Session Submission Summary

Teachers’ work, recognition and development in schools. Connecting individual & collective professional learning.

Wed, February 15, 7:45 to 8:25pm EST (7:45 to 8:25pm EST), On-Line Component, Zoom Room 104

Group Submission Type: Book Launch

Description of Session

Successive crisis contexts contributed in various settings to a collective awareness of the importance of education and the transmission of values of justice and equity in the construction of societies that are both more inclusive and more enlightened about the major challenges of the time. Education is called upon to promote interpersonal skills such as cooperation, solidarity, as well as subject knowledge and skills analysis, critical thinking, participation, deliberation and inclusion, all of which contribute to the formation of teachers and learners who are enlightened, responsible and active in society.
In such a context, most policies worldwide emphasize the need to equip teachers to work effectively in a highly diverse classroom context.
This book deals with the very much-debated topic in the Francophone world of teachers' work and professional development in schools. The basis of this work is a Francophone insight into the concepts of teachers’ work and professional development and learning, in dialogue with other linguistic areas' approaches. The book is nourished by abundant theoretical and empirical works with echoes of research conducted in other countries of the francophonies.
The main purpose of the book is to draw up an international scientific inventory of the continuing professional development of teachers in the French-speaking world, focusing on research devoted to the tension between the individual and the collective in the work of teachers and the development of cooperative skills in learning and professional practice.
What does Francophone research teach us about the motives, objectives, forms and effects of this promotion of new conceptions of teachers’ work in the professional development of teachers? How do these developments challenge long standing conceptions of teaching and schooling?
The promotion of the collective dimension of teachers' work is also linked to an acute need for teacher recognition.

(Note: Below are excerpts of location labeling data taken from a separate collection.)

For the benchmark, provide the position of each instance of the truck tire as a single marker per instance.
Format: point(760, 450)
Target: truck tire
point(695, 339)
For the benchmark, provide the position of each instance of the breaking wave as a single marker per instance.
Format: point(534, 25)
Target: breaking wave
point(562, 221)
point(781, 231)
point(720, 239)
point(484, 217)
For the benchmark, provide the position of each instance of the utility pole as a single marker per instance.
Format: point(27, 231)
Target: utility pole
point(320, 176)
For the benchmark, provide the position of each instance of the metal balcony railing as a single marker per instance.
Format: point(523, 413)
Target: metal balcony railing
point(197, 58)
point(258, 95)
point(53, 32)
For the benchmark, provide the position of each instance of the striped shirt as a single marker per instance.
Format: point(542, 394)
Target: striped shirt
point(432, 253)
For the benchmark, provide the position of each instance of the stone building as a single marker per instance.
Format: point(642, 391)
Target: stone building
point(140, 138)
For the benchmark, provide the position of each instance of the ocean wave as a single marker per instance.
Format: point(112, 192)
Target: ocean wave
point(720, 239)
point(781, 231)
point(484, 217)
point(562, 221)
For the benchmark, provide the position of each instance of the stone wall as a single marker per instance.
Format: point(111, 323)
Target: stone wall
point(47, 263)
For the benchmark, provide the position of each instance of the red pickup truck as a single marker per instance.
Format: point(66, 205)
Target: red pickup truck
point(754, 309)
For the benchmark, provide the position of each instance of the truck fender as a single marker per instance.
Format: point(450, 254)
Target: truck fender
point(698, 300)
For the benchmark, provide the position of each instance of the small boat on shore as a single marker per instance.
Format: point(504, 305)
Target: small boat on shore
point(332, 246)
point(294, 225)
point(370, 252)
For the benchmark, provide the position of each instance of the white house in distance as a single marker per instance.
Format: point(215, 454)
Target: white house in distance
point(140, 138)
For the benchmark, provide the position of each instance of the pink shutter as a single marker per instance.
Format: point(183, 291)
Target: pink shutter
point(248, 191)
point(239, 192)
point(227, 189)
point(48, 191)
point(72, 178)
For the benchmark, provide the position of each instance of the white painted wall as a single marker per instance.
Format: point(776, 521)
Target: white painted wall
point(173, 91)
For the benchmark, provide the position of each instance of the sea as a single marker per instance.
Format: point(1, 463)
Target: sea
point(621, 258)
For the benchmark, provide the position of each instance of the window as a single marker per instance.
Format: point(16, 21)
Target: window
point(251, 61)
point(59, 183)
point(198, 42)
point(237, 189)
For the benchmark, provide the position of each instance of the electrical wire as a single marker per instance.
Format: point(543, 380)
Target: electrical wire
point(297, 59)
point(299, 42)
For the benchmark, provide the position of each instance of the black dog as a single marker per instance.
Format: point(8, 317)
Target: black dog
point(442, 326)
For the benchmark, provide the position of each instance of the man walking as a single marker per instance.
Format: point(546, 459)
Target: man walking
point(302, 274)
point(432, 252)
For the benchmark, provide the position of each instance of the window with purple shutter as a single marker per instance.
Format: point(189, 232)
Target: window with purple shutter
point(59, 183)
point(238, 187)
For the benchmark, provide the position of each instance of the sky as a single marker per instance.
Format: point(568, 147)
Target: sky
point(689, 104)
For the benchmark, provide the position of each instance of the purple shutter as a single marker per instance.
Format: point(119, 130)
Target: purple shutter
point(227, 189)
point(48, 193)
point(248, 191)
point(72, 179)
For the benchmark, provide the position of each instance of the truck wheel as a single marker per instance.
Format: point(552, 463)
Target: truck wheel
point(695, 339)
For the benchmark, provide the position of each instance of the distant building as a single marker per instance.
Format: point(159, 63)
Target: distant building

Supporting change and professional and organizational innovation therefore has mobilizing effects, but on the condition of differential recognition of teachers, with a view to building individual and collective capacities. This book intends to shed light on the dynamics and contemporary developments of the contrasting analytical perspectives that research on this subject is drawing. Finally, the question of teaching work, between the individual and the collective, intersects with that of collective representation, especially union representation. It then meets the cardinal questions of taking into account the dignity and integrity of individuals at work. Thus, teachers’ work contemporary dynamics are examined against the background of a crisis of professional and political representation, and an aspiration to social recognition. The particularly virulent teachers’ protest movements in France, called ‘red pens’, or on a more global level the ‘yellow vests’ movement, are emblematic expressions of this phenomenon.
Through the empirical and theoretical echoes gathered, this book wishes to offer an analytical look at the contemporary teaching condition: from the individual to the collective, the relationship of trust between society and the profession, the ambivalence of the rhetoric of their professional development, of collective work, its impacts on the members of the profession.